Understanding the criticality of hunger in the world and after winning the Nobel Prize, Borlaug approached the Nobel Committee and asked them to add a new prize—one for agriculture—to the mix. They said no, as Alfred Nobel, the man behind the prize, had already stipulated the components of the Nobel Prize in his will. There was nothing they could do. Frustrated, but not out, Dr. Borlaug, started the World Food Prize in 1986 in New York with the sponsorship of the General Foods Company. It functioned well for a few years, but a 1990 New York Times story detailed the loss of sponsorship by General Foods upon their acquisition by Philip Morris. Realizing that Des Moines was the bread basket of the world, The Des Moines Register picked the story up and business leaders all over Iowa discussed hosting the World Food Prize. Shortly thereafter, the Iowa legislature and a businessman named John Ruan stepped up and together sponsored the Prize. Over time, the Prize has become the “Nobel Prize for food and agriculture,” and with an endowment by the Ruan family, a $250,000 annual prize is given annually to individuals who have advanced human development by increasing the quality, quantity or availability of food in the world.
The United Nations Millennium Development Goals call for decreasing by half the proportion of people suffering from hunger by 2015. The bad news is that hunger may have spiked in 2009, as a result of the global food and financial crisis, causing progress toward alleviating hunger to be stymied in most underdeveloped regions. Despite some progress over the last few years, one in four children in the developing world is still underweight—and that number is twice as high in rural areas. However, those engaged with the World Food Prize appear to be making great strides in that area.

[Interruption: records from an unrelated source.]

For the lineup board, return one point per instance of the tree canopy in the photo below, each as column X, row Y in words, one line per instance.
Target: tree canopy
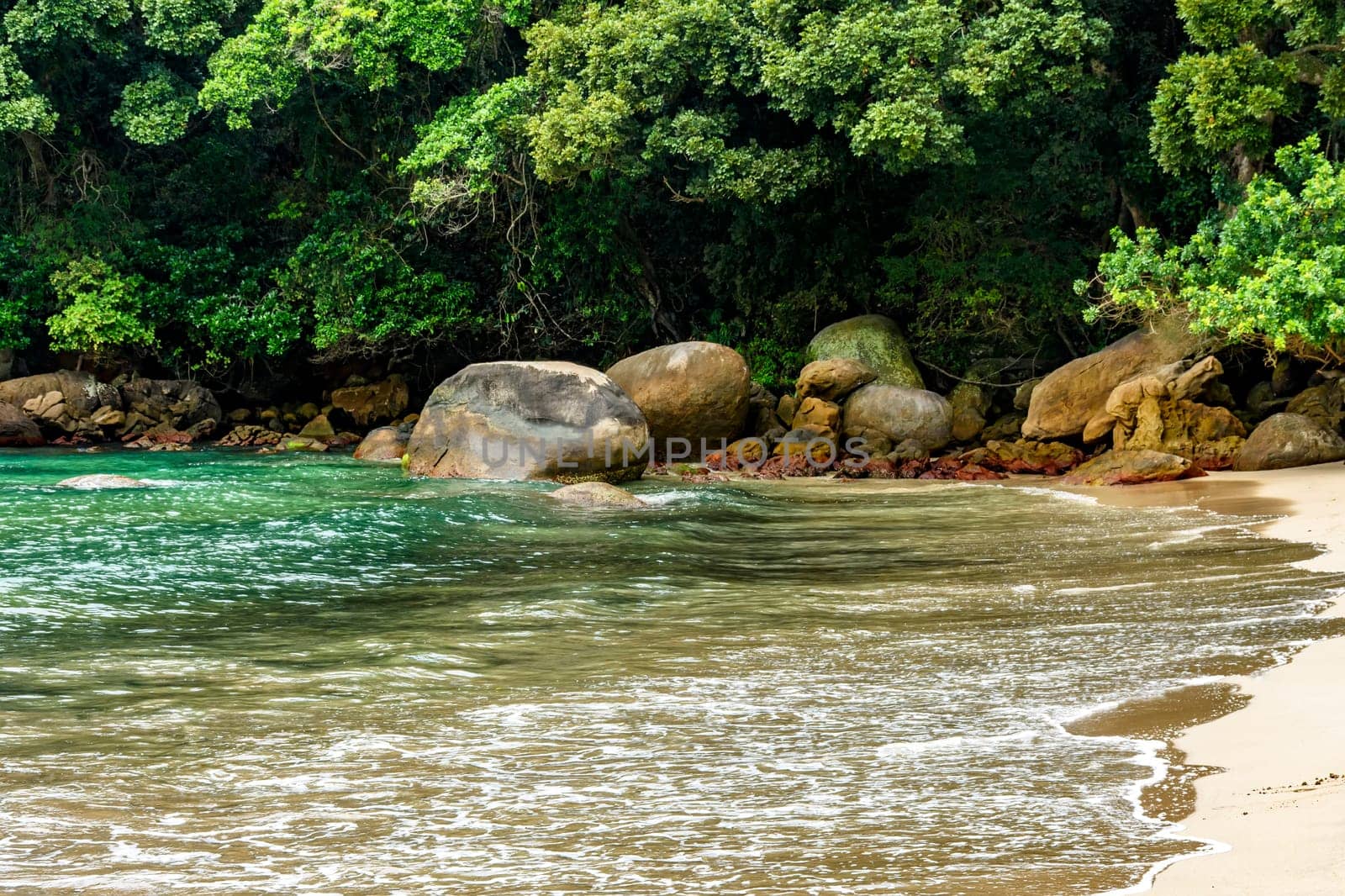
column 219, row 185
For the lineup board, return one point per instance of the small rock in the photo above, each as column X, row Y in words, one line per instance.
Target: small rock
column 101, row 481
column 596, row 494
column 1289, row 440
column 383, row 445
column 318, row 428
column 1133, row 467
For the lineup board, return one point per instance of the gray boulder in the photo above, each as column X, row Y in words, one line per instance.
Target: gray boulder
column 1289, row 440
column 529, row 420
column 596, row 495
column 382, row 444
column 898, row 414
column 101, row 481
column 874, row 340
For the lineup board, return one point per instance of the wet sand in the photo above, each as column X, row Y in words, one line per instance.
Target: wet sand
column 1277, row 814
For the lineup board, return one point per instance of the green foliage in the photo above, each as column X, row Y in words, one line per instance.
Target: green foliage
column 760, row 101
column 1261, row 66
column 155, row 109
column 22, row 108
column 1274, row 271
column 100, row 308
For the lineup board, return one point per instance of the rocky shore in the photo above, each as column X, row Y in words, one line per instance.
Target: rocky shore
column 1153, row 407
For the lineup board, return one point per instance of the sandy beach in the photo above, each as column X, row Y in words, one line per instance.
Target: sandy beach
column 1278, row 811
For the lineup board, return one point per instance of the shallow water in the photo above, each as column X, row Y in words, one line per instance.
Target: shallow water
column 311, row 676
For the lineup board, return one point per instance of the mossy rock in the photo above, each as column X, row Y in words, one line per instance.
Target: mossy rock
column 873, row 340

“Right now there is a huge challenge before us regarding population growth and how we will be able to feed the world. How are we going to make the best use of our global resources for the population? These are the same questions Dr. Borlaug and his teams were dealing with in the 1970s.” said Ambassador Kenneth M. Quinn, president of the World Food Prize. “He had seen firsthand the starving people around the world during his travels. He knew these issues up close and personal. And he felt so strongly that he started our organization to shine a spotlight on those who were making strides in enhancing the world’s food supply,” he said.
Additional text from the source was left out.